自治体のDX推進を巡っては、政府が2020年12月に自治体DX推進計画を策定し、2021年7月に具体的な進め方を自治体DX推進手順書としてまとめた。そのうえで、自治体システム標準化や行政手続きオンライン化などで自治体向けの補助金交付のため、予算2195億円の「デジタル基盤改革支援基金」を地方公共団体情報システム機構(J-LIS)に設置した。
その一方で、「国は計画をつくりレールを敷いたが、全国津々浦々で足並みがそろわないというのが実感だ」と、同協議会の事務局を務めるITbookの小林啓男常務執行役員は話す。
要望書ではDX推進のための自治体への財政支援拡充、地方のデジタル人材不足に対する支援、オンラインでの行政サービスなどに向けた仕組みの構築、自治体システム標準化に向けた支援強化、地域振興の指針やモデルケースの策定を求めた。

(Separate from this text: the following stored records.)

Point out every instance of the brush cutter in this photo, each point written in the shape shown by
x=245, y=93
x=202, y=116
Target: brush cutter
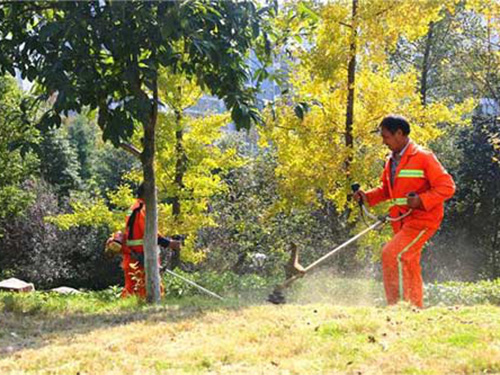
x=277, y=297
x=190, y=282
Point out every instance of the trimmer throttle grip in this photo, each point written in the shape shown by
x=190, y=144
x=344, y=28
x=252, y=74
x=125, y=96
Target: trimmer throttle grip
x=355, y=188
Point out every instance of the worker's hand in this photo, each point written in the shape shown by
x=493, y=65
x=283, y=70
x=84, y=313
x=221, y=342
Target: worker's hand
x=175, y=244
x=360, y=196
x=414, y=200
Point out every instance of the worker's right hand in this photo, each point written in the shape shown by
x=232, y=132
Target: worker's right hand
x=360, y=196
x=174, y=244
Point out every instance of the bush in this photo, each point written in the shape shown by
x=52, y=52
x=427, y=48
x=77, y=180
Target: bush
x=39, y=252
x=460, y=293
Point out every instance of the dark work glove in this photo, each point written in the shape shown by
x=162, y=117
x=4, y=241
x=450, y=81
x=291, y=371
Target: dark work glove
x=137, y=257
x=163, y=241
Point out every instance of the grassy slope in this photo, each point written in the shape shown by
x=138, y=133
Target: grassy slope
x=70, y=335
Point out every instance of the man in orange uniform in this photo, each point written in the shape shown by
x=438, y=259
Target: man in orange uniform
x=133, y=250
x=409, y=169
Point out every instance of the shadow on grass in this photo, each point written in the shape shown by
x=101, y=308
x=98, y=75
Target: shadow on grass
x=32, y=322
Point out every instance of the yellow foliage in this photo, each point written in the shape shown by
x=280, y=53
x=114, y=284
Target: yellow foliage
x=312, y=152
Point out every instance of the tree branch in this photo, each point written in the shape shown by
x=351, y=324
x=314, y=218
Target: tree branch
x=131, y=149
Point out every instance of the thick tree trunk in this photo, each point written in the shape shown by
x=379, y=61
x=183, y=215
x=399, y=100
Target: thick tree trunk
x=426, y=66
x=351, y=80
x=151, y=230
x=180, y=166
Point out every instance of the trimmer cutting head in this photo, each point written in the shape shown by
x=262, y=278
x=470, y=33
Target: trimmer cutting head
x=277, y=297
x=293, y=269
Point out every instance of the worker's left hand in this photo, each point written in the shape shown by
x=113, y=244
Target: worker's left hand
x=414, y=200
x=174, y=244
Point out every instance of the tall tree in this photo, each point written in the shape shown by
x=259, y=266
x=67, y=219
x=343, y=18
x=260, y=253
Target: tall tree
x=17, y=160
x=349, y=57
x=107, y=56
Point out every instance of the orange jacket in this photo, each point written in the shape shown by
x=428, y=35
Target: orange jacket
x=134, y=232
x=418, y=171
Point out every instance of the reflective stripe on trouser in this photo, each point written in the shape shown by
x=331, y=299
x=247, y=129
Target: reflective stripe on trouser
x=401, y=265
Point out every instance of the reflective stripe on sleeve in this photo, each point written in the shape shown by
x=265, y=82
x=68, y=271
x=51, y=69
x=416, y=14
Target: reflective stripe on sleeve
x=411, y=173
x=134, y=242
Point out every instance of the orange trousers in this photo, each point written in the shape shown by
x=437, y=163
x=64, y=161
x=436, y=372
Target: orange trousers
x=135, y=279
x=401, y=265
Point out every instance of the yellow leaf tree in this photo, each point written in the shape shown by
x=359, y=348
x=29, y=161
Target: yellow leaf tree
x=346, y=78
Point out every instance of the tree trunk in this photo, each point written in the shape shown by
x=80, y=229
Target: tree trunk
x=151, y=230
x=180, y=166
x=351, y=80
x=425, y=65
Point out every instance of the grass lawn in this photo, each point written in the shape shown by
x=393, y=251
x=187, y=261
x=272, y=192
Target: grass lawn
x=87, y=334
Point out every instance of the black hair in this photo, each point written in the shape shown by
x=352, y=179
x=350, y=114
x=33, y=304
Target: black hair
x=395, y=122
x=139, y=192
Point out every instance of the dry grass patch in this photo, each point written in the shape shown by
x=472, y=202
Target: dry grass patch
x=199, y=337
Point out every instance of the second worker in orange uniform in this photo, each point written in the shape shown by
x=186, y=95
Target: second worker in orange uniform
x=409, y=169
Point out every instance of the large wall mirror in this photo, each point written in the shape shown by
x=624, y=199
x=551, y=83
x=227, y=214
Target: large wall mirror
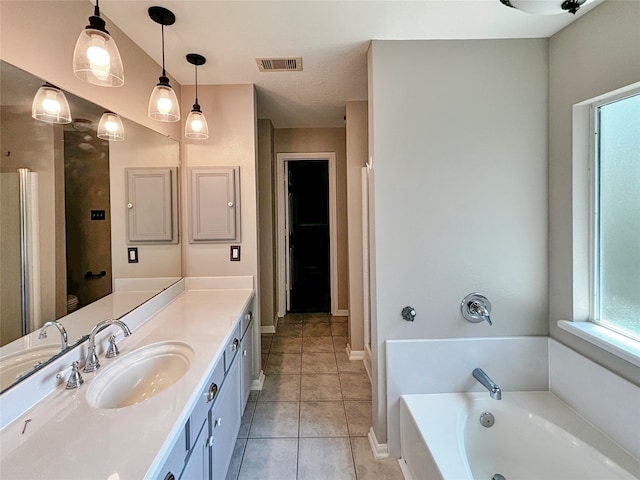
x=64, y=249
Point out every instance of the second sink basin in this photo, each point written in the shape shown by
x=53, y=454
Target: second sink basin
x=140, y=375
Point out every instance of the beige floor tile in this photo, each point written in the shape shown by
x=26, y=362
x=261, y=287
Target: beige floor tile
x=337, y=319
x=340, y=343
x=325, y=459
x=321, y=317
x=247, y=416
x=275, y=419
x=358, y=417
x=340, y=329
x=280, y=388
x=368, y=468
x=317, y=344
x=289, y=330
x=355, y=386
x=320, y=387
x=348, y=366
x=316, y=329
x=236, y=459
x=323, y=419
x=291, y=318
x=286, y=345
x=313, y=362
x=283, y=363
x=266, y=343
x=270, y=459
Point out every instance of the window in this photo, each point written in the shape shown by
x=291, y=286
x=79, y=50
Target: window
x=616, y=216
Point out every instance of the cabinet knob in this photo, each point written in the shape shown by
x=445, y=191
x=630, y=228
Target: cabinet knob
x=213, y=391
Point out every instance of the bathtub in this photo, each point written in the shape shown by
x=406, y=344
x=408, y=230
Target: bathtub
x=534, y=436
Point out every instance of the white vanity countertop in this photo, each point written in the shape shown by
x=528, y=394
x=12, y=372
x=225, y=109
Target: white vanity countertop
x=68, y=439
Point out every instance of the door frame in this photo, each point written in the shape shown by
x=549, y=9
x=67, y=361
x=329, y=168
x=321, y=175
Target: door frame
x=282, y=237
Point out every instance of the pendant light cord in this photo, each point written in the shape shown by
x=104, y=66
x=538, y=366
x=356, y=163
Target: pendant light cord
x=164, y=74
x=196, y=67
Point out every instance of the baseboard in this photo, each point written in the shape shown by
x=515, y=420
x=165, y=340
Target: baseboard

中でも強調したのが、さらなる「標準化」である。政府は、自治体に対し2025年度末までに基幹系業務など20業務の標準仕様準拠システムへの移行を求めている。要望書ではこの20業務にとどまらず、オンライン申請システムと基幹系との連携といった、行政手続きオンライン化に必要なシステムや他の業務システムの標準化も求めた。